So yesterday we warned our readers of a security flaw in Samsung’s Galaxy phones series 4-6. That same evening it was clarified that the flaw was in the way the Swype technology software was installed into the Samsung phones and that the danger of being hacked existed when, “the device reboots, and when the keyboard software automatically updates at any random time”. Samsung has stepped up and issued this statement on the situation:
Information Regarding the Keyboard Security Issue and Our Device Policy Update.
What does this mean for Samsung users? Nothing has really changed. I recommend you keep your wifi off until they issue the patch. The phone will not alert you when the language update is being performed on your phone, hence, because of the large amount of public wifi signals around us 24/7, it could happen at any moment.
And when will the patch be issued? Hopefully soon.

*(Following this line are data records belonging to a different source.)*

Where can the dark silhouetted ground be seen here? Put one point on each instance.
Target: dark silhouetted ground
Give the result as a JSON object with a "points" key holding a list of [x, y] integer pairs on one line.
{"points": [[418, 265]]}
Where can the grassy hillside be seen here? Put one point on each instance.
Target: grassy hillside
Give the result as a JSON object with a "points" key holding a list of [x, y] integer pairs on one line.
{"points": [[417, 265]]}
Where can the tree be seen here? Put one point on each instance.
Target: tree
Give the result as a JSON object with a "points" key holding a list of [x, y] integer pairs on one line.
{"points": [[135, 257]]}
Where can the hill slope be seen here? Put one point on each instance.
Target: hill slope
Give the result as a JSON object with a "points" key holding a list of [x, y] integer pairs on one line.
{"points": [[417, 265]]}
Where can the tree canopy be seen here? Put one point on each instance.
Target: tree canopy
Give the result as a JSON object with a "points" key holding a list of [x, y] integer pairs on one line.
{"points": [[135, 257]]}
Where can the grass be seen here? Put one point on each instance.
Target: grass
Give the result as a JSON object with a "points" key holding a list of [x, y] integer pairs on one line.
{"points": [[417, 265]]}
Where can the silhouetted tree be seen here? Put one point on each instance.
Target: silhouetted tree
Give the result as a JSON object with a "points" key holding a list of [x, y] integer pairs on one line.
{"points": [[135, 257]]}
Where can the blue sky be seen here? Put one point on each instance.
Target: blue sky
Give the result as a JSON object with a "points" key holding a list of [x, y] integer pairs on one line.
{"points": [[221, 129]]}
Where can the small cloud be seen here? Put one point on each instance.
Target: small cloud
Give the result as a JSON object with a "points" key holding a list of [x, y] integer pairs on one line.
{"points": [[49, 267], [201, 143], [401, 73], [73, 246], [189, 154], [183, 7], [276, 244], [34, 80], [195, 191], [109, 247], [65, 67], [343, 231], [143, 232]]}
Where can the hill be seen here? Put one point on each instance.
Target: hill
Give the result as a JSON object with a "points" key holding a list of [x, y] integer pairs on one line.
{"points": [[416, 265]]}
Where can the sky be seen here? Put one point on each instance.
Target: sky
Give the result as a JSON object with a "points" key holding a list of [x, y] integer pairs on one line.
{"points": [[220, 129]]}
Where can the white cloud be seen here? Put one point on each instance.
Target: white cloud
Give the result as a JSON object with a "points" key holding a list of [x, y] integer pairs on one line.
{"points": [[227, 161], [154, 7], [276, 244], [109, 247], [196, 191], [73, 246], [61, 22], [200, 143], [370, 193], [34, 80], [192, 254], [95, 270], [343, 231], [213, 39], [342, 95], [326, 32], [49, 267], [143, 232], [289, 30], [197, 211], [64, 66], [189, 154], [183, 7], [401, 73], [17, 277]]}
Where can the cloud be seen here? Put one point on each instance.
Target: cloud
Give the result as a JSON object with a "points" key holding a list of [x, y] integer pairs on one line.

Yesterday we also promised to explain why the carriers – T-Mobile, Verizon, AT&T, etc, are at fault for this pathetic mess. We drew your attention to the fact that the carriers knew about this “at the start of 2015” when they were warned and patches were issued by Samsung, who had been informed by NowSecure in December 2014. NowSecure also informed the United States Computer Emergency Readiness Team (CERT) and Google’s Android security team about the problem. So everyone knew in a timely manner, issued the patches and said, “Okay carriers, the ball’s in your court. Issue the patch and fix this”.
They dropped the ball, kicked it into the neighbor’s yard and claimed it never even existed.
Doesn’t it make you feel good that this is what you pay upwards of $100s of dollars a month for?